Выполнить последнюю волю матери Василиса смогла не скоро. В тревожном вихре закружились: похоронное агентство, венки, справки, соседи, беспрерывно приносящие соболезнования, скорбящие сестры, плачущие и напуганные племянники.
Действуя больше по указаниям знающих людей, нежели собственному разумению, Василиса металась и кружилась в этом вихре, постоянно кого-то обзванивая, что-то оформляя, о чем-то договариваясь.
После похорон, так, по сути, и не придя в себя, она присутствовала на новом теперь семейном совете, где сквозь туман и ноющую головную боль каким-то отголоском сознания поняла, что сестры решили родительский дом продать, а деньги поделить на троих.
Так у Василисы появился новый дом и пара-тройка сиротливых разномастных чашек, которые она, бережно укутав, унесла из уже проданного дома своего детства.
Ах, как прекрасно в тот год пахли московские липы!
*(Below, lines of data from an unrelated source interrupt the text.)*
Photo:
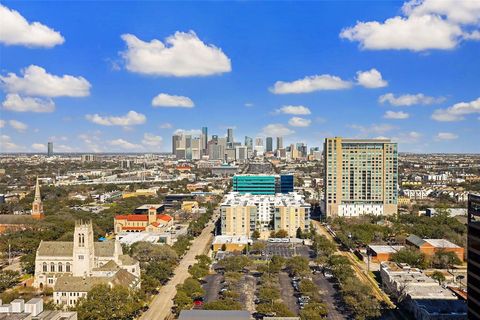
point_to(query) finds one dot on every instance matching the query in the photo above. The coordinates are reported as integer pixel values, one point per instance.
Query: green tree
(258, 246)
(182, 300)
(359, 299)
(204, 260)
(235, 263)
(224, 304)
(439, 276)
(149, 252)
(192, 288)
(299, 233)
(160, 270)
(308, 288)
(281, 234)
(255, 234)
(314, 311)
(323, 246)
(445, 259)
(298, 266)
(268, 295)
(103, 303)
(198, 271)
Заполоняли своим медовым ароматом все вокруг, задурманивали трезвые и практичные головы, наполняли души светло-желтым уютным теплом и светом.
Проплутав по липовому лабиринту, Василиса все же нашла нужную улицу и нужный дом.
Дверь открыла высокая женщина со строгими, серыми глазами. Нет, не женщина. Таких женщин обычно называют дамами. Простое, лишенное известного изящества слово «женщина» им не подходит. Именно дама открыла эту дверь.
В руке у дамы дымилась сигарета, вставленная в длинный, темный мундштук. Одета была дама не в домашний халат, такой привычный в наше время, а в домашнее платье. Платье было нарядным. Василиса в таком платье ходила бы в театр, но тут было понятно, что дама носит его именно дома и именно вместо домашнего халата.
Сразу стало ясно, что не будет никаких «тетя Шура», «тетя Саша», да и вообще, никаких «теть». Она не спорила, нет. Она просто немного приподняла тонкую бровь, как бы выказывая изумление, и тихо, но твердо сказала: «Александра Сергеевна».
Вообще, разговор оказался коротким и каким-то неловко однобоким.
Василиса, стоя по-прежнему в дверях – в квартиру ее не торопились приглашать – путаясь и сбиваясь, рассказала о просьбе матери. Александра Сергеевна слушала, полуприкрыв глаза и держа на отлете мундштук с сигаретой. Дослушала новоявленную племянницу, не перебивая и не задавая вопросов, выдержала длительную паузу, произнесла: «Мне это неинтересно», – и прикрыла дверь.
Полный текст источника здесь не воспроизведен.